When horror fan Dax and his best friends attend a festival recreating horror movies, they get more than they bargained for when they find out the terror and death is real and must fight for their lives against an army of monsters and masked maniacs.

Blood Fest feels like it should have been made 20 years ago in the wake of Scream, when it was still a relatively fresh idea to have horror movies blurring the lines between configured fiction and jaded reality, and populated by a group of genre-savvy young things.

Dex is a quintessential horror protagonist in having a tragic backstory (his mother was murdered by a mentally disturbed slasher fan, seen in the prologue that plays exactly like a slasher prologue) and his friends, deadpan hot chick Sam and tech nerd Krill, each tick the boxes of archetypal characters. In search of a way out the small group of survivors stumble through various horror scenarios featuring shambling zombies, rampaging killer clowns, seductive vampire babes, and a somewhat dismissive parody of Saw, all the while flip-flopping between attempting to defy genre tradition and obliviously playing up to it.

And herein is the main problem.
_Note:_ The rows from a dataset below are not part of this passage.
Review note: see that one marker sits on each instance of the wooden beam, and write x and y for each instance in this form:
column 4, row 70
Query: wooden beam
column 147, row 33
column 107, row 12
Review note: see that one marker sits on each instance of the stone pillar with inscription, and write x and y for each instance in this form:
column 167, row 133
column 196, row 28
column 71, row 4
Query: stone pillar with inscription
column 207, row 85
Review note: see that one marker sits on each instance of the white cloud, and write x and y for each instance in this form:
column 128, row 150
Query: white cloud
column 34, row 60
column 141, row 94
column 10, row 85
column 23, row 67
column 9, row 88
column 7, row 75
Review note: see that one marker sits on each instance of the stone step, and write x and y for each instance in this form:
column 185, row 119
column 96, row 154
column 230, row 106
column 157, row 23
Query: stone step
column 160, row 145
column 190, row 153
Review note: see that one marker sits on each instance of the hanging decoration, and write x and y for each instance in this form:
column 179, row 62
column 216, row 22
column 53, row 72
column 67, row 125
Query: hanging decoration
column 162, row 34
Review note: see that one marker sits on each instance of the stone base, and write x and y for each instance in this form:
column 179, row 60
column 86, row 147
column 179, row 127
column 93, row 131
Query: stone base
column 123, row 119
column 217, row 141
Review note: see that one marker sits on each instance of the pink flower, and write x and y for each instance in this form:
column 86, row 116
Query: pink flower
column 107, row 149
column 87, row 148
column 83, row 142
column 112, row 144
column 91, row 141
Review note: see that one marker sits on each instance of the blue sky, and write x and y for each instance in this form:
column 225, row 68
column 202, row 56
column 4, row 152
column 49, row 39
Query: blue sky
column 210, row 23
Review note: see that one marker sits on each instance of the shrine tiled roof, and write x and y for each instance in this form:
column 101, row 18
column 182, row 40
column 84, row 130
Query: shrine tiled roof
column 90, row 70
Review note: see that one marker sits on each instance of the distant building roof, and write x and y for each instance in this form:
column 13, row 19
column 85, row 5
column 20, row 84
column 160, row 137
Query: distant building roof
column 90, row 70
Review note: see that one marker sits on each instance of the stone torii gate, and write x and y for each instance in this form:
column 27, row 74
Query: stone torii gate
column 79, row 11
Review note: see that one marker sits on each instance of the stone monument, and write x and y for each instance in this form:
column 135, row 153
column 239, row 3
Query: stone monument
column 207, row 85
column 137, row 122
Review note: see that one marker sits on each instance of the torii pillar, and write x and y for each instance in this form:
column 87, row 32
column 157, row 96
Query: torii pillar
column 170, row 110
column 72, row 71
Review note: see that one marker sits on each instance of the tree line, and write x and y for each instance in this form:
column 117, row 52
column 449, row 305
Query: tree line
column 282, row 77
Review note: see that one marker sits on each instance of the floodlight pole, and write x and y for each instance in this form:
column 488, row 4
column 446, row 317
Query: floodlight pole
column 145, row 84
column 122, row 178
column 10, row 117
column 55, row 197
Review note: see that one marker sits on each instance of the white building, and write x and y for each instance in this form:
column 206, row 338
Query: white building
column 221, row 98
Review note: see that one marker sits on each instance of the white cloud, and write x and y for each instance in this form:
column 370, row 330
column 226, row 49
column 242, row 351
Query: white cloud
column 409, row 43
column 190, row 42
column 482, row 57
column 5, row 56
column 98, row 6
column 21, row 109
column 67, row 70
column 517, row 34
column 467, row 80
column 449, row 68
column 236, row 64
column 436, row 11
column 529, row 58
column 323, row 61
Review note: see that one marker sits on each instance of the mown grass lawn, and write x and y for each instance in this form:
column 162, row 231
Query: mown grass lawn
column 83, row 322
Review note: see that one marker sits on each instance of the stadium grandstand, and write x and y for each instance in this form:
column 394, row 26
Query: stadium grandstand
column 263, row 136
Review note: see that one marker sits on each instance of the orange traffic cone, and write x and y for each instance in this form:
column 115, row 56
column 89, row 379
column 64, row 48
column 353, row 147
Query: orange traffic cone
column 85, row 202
If you’re going to make a film that runs on self-awareness of horror’s trappings, it’s important to avoid moments that conform to them with zero sense of irony, else, like here, you completely undermine the entire setup. Also, going too far the other way by having characters point out that their actions and dialogue mimic the clichés of horror movies doesn’t actually excuse it.

To be fair, the film makes some valid points during the villain’s rant about how commercialised and toothless the genre has largely become, but this is not expanded upon beyond motivation for his implausibly over-elaborate planning. Likewise, despite it being explicitly stated that survivors need to follow the rules of horror movies to escape, the film quickly forgets about this.

The film does have intermittent aspects to recommend it. There are some amusing moments punctuating the gore, such as a zombie reaching to vape after punching through someone’s chest, or Zachary Levi cameoing as himself and having his tale of harrowing survival continually interrupted by a squeeing girl obsessed with Tangled. The young cast are fully committed to the lunacy; the practical effects are a welcome change to the CGI overkill increasingly infesting these films; and the atmosphere is maintained by stylish set pieces in traditional locales like empty high school corridors, a creepy graveyard, claustrophobic basement tunnels and the perennial favourite of a cabin in the woods. Given the structured journey through individual settings, the story might have worked better had it been a short TV series rather than a single film, each episode seeing the band of survivors navigate a different flavour of horror movie, similar to the way in which the gloriously demented Blood Drive was a succession of mini grindhouse movies.

The frustrating thing about Blood Fest is that it can’t seem to decide what kind of film it is. It clearly wants to be a metafictional piece of postmodern horror comedy, and while it’s certainly too dumb to not be at least partially entertaining, it all feels far too familiar for a film bemoaning such formulaic predictability and calling for rectification of it.